Cadbury, the world's largest confectionery maker, said the move will help unlock value for shareholders and comes after it received support for the split from over 40% of its shareholders in meetings with them over the last month.
Chief Executive Todd Stitzer said the decision was taken at a board meeting on Wednesday, and the choice of either a demerger or the sale of the drinks unit will be taken in June.
"This split has been under consideration for some time and is the culmination of our strategy to maximise shareholder value," Stitzer said in an interview. He had said only last October that the group had no plans for a demerger.
Cadbury shares rose 4.2% to 627 pence by 0950 GMT to be the FTSE 100 index's second biggest gainer, valuing the group at around 13.2 billion pounds ($25.4 billion).
"This is good news, it's better to operate the businesses separately," said analyst Rob Mann at Collins Stewart.
The core confectionery side will contain Dairy Milk chocolate and Trident chewing gum, while the soft drinks side will own the Dr Pepper and Snapple brands. Further details on the split will come with the group's trading update on June 19.
Cadbury disclosed on Tuesday that U.S. activist investor Nelson Peltz had taken a 2.98% stake. Analysts said at the time that Peltz would urge Cadbury to split in the same way he had pressured other groups into change.
"It appears that Peltz has brought forward a decision that had been under review for quite a while," said one analyst.
Analysts said private equity groups like Lion Capital and Blackstone might now bid for the soft drinks side while Kraft Foods, Hershey and even Wm. WrigleyJr. could be interested in confectionery.
They added the confectionery side could be worth around 9 billion pounds when put on a similar rating to focused sweets groups Hershey and Wrigley, while the soft drinks side may be worth 7 billion pounds on its own, depending on how Cadbury allocates its 2.5 billion pounds of debt.

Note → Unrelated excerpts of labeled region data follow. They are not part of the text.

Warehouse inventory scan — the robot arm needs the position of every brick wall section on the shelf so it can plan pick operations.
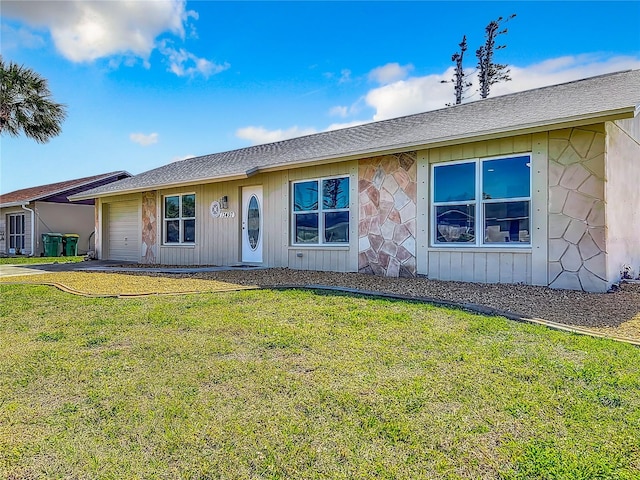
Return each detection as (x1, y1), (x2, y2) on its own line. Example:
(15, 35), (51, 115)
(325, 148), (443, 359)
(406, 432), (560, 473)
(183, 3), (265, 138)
(358, 152), (417, 277)
(141, 192), (158, 264)
(549, 125), (608, 292)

Reuters Estimates say Cadbury's shares trade 18.1 times 2007 forecast earnings compared to Hershey's 21 and Wrigley's 23. Cadbury's shares have underperformed its food peers in 2006 due largely to a British salmonella-related chocolate recall and a Nigerian accounting scandal, but its prospects have improved in 2007 as it looks to introduce many new products.
Stitzer said the company met with its major shareholders, include Peltz, after last month's annual results and said they were positive about the group's plans for separation.
Peltz's Trian Fund built up a 5.5% stake in U.S. food group H.J. Heinz last year. He pressured the company to give his fund two seats on the board and pushed through changes which have boosted the share price.
Cadbury became the world's biggest confectionery group when it bought the U.S. Adams chewing gum business in 2003 for $4.2 billion, but since 1999 has been selling off its non-core soft drinks with Lion and Blackstone buying its continental European business for 1.85 billion euros in February 2006.
The company traces its origins back to 1783 when Jacob Schweppe perfected his process for manufacturing carbonated mineral water in Switzerland, while in 1824 John Cadbury opened in Britain selling cocoa and chocolate. The two household names merged in 1969 to form Cadbury Schweppes.